さて、ドクトは山道の入口を固めてドノルの軍勢を待ちかまえた。ドノル軍は瞬く間に指呼の間に迫る。さっと人馬が分かれて一人の将が進み出たのを見れば、
身の丈七尺半、齢はやはり若く、眼は狐狸のごとく、口は蜥蜴のごとく、手は鞭のごとく、足は枝のごとく、虎の皮を纏い、馬は雪のような白馬、これぞドノルの族長、テムルチ。
「神霊の家を荒らして塞を築いた罪、今日こそ糺させてもらうぞ。不敬の輩め、きっと天王様もお怒りだろう。神妙に塞を渡せば命ばかりは助けようぞ」
ドクトはこれを聞いておおいに怒る。インジャが尋ねて言うには、
「彼の言葉はどういう意味か」
「あんなの妄言に決まっておりましょう! 塞を得んがための方便、こちらの戦意を殺ごうとしているのです」
「なるほど、まあここは私が直に尋ねてまいろう」
そう言うと、インジャは迷うことなく馬を進めた。セイネンとジュゾウがあわてて従う。テムルチは、カミタ軍から若い将が悠然と前に出てきたので、脅かしてやろうと大声で怒鳴りつけた。
「お前らは何ものだ! 罪人に与するならば同じように天罰があろうぞ!」
ところがインジャは涼しい顔で、
「私はドクト殿の客で、ジョルチ部のインジャと申すもの。貴殿は神霊の家が云々と言われたが、どういうことか」
その落ち着き払った態度にテムルチは少しく驚いたが、色には出さず滔々と弁じて言うには、
「そもそもこの山は古来より神霊の住む聖地として我ら山岳の民が敬しておったところ。そこに彼奴らが押し入って塞を築いたため、山岳の民を代表して諫めに参った次第。ところがカミタは私欲を逞しくして兵を繰り出す有様、ゆえにこうして何度も足を運んでいるのだ」
「ほう、先に聞いた話だと、私欲を逞しくしているのは貴殿と承ったが」
「それこそ神霊を恐れぬ野人の戯言、私に欲などない」
「なるほど。しかし神霊の地を護るのは貴殿の職責というわけでもあるまい。もしカミタを追ったとしても、剣に由ってそれを成したのであればやはり不敬ではないか。天王様の望むところとは思えぬ」
テムルチは少し言葉に詰まる。が、気を奮い起こして言うには、
「ではいかにせよと言うのか。虚言を弄して、そこの野人に与せんとしても欺かれんぞ!」
ナオルらは、はらはらしてこれを見守っていたが、インジャはあわてる風でもない。にこやかに言うには、
「これはあくまで神霊の業に依らねば解決を見るまい。血と剣をいくら並べても天王様の怒りを買うだけのこと。自ら敵を求め、大切な民を失い、上天の怒りも受けるというのでは貴殿の志も無になろう。ここは直に天王様にお伺いを立てて、双方その結果に従うということにしてはどうか」
セイネンが驚いて言うには、
「軽々しくそんなことを言うものではありません。義兄が占卜に長じているなど聞いたことがありません。あのテムルチという男は、山岳の民にしては知恵もありそうです。虚言は通じませぬぞ」
インジャは笑って頷く。ナオル、セイネンら人界の知恵者も、ことが神霊の話となると為す術もなくただ成り行きを見守るばかり。
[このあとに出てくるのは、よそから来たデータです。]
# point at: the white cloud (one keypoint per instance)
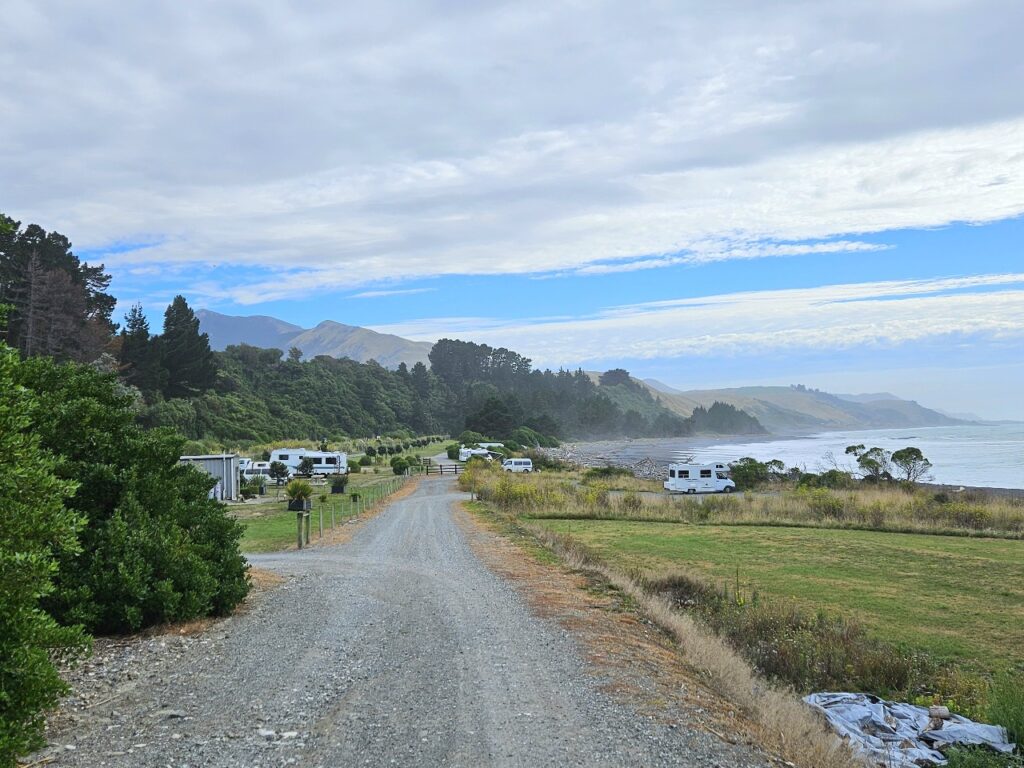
(884, 314)
(396, 292)
(323, 148)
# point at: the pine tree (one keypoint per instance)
(186, 354)
(140, 358)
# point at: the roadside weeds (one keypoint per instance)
(776, 718)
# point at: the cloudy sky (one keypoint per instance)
(710, 194)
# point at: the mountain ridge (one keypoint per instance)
(328, 337)
(794, 410)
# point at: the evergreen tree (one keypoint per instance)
(139, 357)
(186, 354)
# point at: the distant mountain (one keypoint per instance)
(334, 339)
(870, 397)
(797, 409)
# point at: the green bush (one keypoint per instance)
(155, 547)
(35, 526)
(298, 489)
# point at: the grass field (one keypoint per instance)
(269, 526)
(958, 598)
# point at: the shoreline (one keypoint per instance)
(646, 457)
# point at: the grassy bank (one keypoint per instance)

「私はある方法によって天王様にお伺いを立てることができる。テムルチ殿とやら、もしそれが虚言であれば、そのときはこの私を斬るがよい。ドクト殿も、どういう結果になろうと天王様の意思と思い従うように。みな一旦得物を置け」
テムルチは内心訝りつつも、テンゲリへの畏れもあってインジャの言葉に順った。一方のドクトはドクトで、いったい何が始まるのか見当もつかなかったが、己の不利になるようなことはするまいと思って何も言わなかった。
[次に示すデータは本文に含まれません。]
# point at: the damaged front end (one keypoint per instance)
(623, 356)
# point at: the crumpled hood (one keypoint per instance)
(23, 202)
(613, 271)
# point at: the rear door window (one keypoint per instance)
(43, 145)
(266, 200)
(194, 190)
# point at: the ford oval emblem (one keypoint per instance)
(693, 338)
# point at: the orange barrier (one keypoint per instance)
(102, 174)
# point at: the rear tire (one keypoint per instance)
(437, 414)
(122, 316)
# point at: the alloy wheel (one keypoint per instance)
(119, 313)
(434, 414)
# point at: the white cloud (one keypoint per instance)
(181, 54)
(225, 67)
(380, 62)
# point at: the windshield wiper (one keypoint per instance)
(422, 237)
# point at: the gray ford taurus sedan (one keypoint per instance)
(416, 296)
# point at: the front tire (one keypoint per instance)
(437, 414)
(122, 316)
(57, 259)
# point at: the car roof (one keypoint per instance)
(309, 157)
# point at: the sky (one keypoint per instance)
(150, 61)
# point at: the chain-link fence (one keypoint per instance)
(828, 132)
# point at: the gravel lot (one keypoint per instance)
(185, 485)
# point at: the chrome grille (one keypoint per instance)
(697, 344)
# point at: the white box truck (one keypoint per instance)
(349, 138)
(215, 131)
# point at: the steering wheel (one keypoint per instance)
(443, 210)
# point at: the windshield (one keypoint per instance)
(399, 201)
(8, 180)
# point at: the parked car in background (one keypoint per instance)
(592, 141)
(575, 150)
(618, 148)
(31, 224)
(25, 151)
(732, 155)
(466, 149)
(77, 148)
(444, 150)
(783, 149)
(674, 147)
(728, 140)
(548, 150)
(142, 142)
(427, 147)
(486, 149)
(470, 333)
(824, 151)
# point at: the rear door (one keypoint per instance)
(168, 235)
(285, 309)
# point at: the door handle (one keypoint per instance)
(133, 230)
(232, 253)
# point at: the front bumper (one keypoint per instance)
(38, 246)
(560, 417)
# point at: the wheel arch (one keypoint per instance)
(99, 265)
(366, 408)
さて、インジャは山岳の二将を誘ってカミタの山塞へ向かうのとは別の道を登っていった。諸将はなぜインジャが知らない道を先導していくのかわけがわからず、やはり虚言だったのではと不安になりつつ急いであとを追う。
しばらく進んだところで顧みて、ナオルとセイネン以外はその場に残るよう命じた。ハツチ、コヤンサン、ジュゾウはしぶしぶあとに残り、五人で先へと進む。
まさに聖なる山に入りては剣も馬も用いるところとてなく、恃むは神霊の業ばかりといったところ。インジャはまことに天王の言葉を得ることができるのだろうか。またそれはいかなる方法に拠るのか。それは次回で。